Stymied schmy-mied. I can answer this one for ya! Maybe.
It's a source of debate lately and understandably so. The English language is ever changing and evolving, not that it made much sense to begin with. Add creative writing into the mix, and you hear every kind of reasoning for bending, or sometimes shattering, the rules. But for grammar's sake (aside from the fact that I started this sentence with but), let's at least know what rule we're breaking and how, shall we?
I think I and me are one of the most common mix-ups I see, simply because the proper use doesn't always sound correct. It's a lot like not ending a sentence with a preposition, even though we all do that now. No one asks, "For what are you looking?" Well, unless you're tapping into your inner Shakespeare.
So, what's the difference?
The traditional grammar rule states when a pronoun ( I, he, she, they, etc.) follows a linking verb (is, be, seem, appear, etc.) the pronoun should be in the subject case. It’s also called the nom-nom-nom “nominative.” Linking verbs don't describe an action so much as describe a state of being. When pronouns follow these non-action verbs, you use the subject pronouns such as "I," "she," "he," "they," and "we."
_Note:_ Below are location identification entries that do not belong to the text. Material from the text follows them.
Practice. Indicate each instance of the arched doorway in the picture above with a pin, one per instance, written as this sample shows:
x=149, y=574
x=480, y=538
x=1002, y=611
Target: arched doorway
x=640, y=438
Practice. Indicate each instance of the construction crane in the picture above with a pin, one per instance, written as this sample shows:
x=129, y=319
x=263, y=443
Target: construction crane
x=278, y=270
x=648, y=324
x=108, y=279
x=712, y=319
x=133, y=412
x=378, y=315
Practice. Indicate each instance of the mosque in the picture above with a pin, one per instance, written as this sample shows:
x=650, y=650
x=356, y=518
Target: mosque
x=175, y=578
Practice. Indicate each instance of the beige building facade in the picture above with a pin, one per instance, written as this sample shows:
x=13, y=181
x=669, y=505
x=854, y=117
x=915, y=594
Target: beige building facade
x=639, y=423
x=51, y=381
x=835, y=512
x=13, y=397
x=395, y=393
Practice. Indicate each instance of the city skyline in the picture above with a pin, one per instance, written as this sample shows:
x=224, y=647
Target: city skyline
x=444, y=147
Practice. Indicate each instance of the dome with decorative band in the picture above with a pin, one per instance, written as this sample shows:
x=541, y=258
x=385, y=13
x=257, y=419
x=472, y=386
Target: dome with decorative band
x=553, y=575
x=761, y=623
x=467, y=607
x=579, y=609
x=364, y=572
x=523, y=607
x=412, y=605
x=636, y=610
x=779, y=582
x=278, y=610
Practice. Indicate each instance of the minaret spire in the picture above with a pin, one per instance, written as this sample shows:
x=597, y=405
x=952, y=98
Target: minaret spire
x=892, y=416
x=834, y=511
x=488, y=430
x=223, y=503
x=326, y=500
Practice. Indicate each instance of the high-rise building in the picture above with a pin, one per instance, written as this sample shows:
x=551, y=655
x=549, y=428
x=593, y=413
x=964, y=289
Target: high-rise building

Confession: My mom was right. "This is she," is correct. Thanks, Mom.
What does it all mean?
That means it is grammatically correct to say, “It is I.” Congratulations, gold-belted rat. You landed a mighty blow.
A few examples, WHY they work, and HOW you can think about it:
Try reversing the order of your statement and see what sounds correct.
Who won the grammar challenge? It was he. (He won the challenge, not him.)
Who covered the fight? It was I. (I covered the fight, not me covered it.)
Who cares? It is we. (We care, not us cares.)
See what I did there?
But wait ... silver-belted rat staggers into the center ring! He ... he's making a comeback!
90 percent of you are probably thinking, "Yeah, nobody talks like that anymore!" And you would be right. In the book, Woe Is I, Patricia O'Connor notes that almost everyone says, “It is me,” and that the “It is I” construction is almost extinct. (Grammar Girl)
The Merriam-Webster Dictionary of English Usage says that it’s a style choice, and that “It is I” is formal and, “It is me” is casual. Needless to say, unless you're clerking for NYU's English department or writing an article for The New York Times, you're probably in the clear ... in this matter!